NASA on track to triple Discover super's grunt
The second stage is about to fire space agency's compute power to the stars
The rolling upgrade at NASA's Centre for Climate Simulation (NCCS) is nearing completion, with the agency just about ready to flick the switch on the second of three new SGI systems.
The upgrade project, which was won by SGI (canned announcement) in November 2014, will when it's complete replace the former IBM machine – with 35,500-plus Intel Xeon cores – to more than 64,500 Haswell cores, each with 4 GB-plus of memory.
As NASA discusses here, the SGI kit will replace units dating from 2011.
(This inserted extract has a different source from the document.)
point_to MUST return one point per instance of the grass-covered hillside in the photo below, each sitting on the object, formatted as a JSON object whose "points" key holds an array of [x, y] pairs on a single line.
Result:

The project is two-thirds complete now, with the 30,000-plus-core Scalable Compute Unit (SCU) 10 online since January and the 16,800-core SCU 11 currently undergoing system tests.
The project should be complete by the end of May 2015, when SCU 12 goes live.
NASA says SCU 10's primary project is to improve the spatial resolution of climate models in what's called the “Downscaling Project”. That project uses the SCU's 138 terabytes of memory to run the GEOS-5 model running at 12 km, with regional models down to 4 km resolution.
“Scientists are comparing how well the models predict three weather phenomena impacting the continental United States: Northeast wintertime storms, midcontinent summertime storms, and West Coast wintertime atmospheric rivers”, NASA's article says.
Each 28-core node has a 56 Gbps non-blocking InfiniBand connection, and the Discover facility's system-wide storage is being doubled to 33 petabytes.
NASA writes that the upgrade demanded “planning for nearly 1 megawatt of power and 400 tons of cooling, ensuring the vendor factory configures the racks for optimal onsite operations, and acquiring 10 nodes for the NCCS Test and Development System (TDS) to prepare the operating system (OS) and software stack (compilers, file system, MPI, etc.).”
Sensibly, the post also notes that sysadmins “scrub all NASA data off the old hardware before physically removing it”.